One former senior FDA official speculated the Biden administration’s early focus on bolstering testing access and equity explains why significant investments into at-home tests — which can be prohibitively expensive for some consumers — did not materialize until recent weeks.
“There wasn’t a payment mechanism that was easy for the government to reimburse for over-the-counter testing,” the former official said. “If you don’t purchase and distribute them, you run the risk that a bunch of rich people would go to CVS and hoard them.”
White House Covid-19 Coordinator Jeff Zients told reporters Wednesday the supply of at-home tests is on track to quadruple to 200 million tests per month starting in December.
“We’ll continue to pull every lever, as we have throughout the pandemic response, on testing to expand manufacturing production of tests in order to make tests even more widely available and drive down the cost per test,” Zients said.
Further strain on the testing system is on the horizon. The Biden administration announced last month the Occupational Safety and Health Administration will issue regulations on businesses with more than 100 employees requiring that workers are either fully vaccinated or tested at least once per week.
“There’s no supply chain for the number of tests this country needs. And I don’t think it’s going to catch up soon, because now you’ve got business saying, ‘How do we go ahead and bring our workforces back when you’re mandating that we test?’” Vault Health CEO Jason Feldman said.
Some industry executives argue it will be necessary to tap unused testing capacity at laboratories across the country to augment the limited supply of over-the-counter rapid tests that can return results within minutes.
“Around the time of the global Covid summit, there was talk that after the antigen testing, the administration was going to get engaged in making sure that lab capacity was being adequately supported and used,” said Mayo Clinic Laboratories President William Morice, who also serves as president of the American Clinical Laboratory Association board of directors. “But we haven’t had any follow up from the administration whatsoever.”
The Alliance of Community Health Plans cautioned the Biden administration in a letter last week that more also needs to be done to clarify who will be responsible for paying for workplace screening programs, especially federally-mandated testing of unvaccinated employees.
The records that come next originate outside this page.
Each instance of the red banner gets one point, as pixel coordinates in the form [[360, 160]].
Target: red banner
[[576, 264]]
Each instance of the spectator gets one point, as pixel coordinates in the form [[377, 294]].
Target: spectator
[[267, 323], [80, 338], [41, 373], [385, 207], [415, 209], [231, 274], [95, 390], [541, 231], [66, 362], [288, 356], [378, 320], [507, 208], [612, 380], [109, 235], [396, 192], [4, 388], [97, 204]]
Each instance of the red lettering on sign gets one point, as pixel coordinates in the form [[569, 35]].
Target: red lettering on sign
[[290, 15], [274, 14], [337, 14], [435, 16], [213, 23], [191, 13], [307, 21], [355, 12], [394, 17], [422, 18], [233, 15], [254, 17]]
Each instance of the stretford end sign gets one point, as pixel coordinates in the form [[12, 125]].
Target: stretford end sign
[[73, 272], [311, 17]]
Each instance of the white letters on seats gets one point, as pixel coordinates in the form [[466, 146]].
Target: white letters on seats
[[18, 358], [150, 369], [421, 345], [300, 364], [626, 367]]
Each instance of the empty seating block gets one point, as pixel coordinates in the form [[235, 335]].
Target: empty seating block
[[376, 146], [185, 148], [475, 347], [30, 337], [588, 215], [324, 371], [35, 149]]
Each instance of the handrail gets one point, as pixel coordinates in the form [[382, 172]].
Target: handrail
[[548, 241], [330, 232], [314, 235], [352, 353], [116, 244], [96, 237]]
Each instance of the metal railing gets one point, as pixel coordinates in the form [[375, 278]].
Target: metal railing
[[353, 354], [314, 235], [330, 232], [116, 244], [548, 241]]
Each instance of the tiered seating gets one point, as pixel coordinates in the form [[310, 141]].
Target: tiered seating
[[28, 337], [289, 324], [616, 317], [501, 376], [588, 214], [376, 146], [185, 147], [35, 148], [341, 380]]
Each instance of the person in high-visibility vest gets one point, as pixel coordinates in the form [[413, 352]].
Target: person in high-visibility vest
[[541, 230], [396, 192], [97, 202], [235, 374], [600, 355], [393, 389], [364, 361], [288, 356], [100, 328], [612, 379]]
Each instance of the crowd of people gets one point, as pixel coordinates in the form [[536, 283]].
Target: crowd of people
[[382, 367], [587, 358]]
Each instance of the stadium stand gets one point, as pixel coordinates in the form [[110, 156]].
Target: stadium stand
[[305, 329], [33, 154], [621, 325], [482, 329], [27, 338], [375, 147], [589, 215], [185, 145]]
The payer trade group wants the administration to affirm guidance issued by the Departments of Labor, Health and Human Services and the Treasury in February that insurers are not responsible for reimbursing such testing.
“For those who choose to remain unvaccinated without a religious or otherwise recognized exemption, however, there should be no economic benefit of free testing to avoid getting vaccinated,” ACHP CEO Ceci Connolly wrote to CMS Administrator Chiquita Brooks-LaSure. “To protect the premium dollar of every consumer, it is essential that the Administration reassert that health plans are only responsible for health-related testing.”
Manufacturers say the Biden administration’s investments will help bring certainty to the at-home testing market by ensuring that even if cases fall and public demand falls, the nation will be better prepared if infections surge once again.
“The pandemic has been through an entire cycle of overpredicting, then underpredicting,” OraSure’s Tang said. “The government’s solicitation made demand stronger. That plus supply issues overall in the industry have led us to the situation we’re in right now where there’s pent-up demand. And there will continue to be pent-up demand for the coming months.”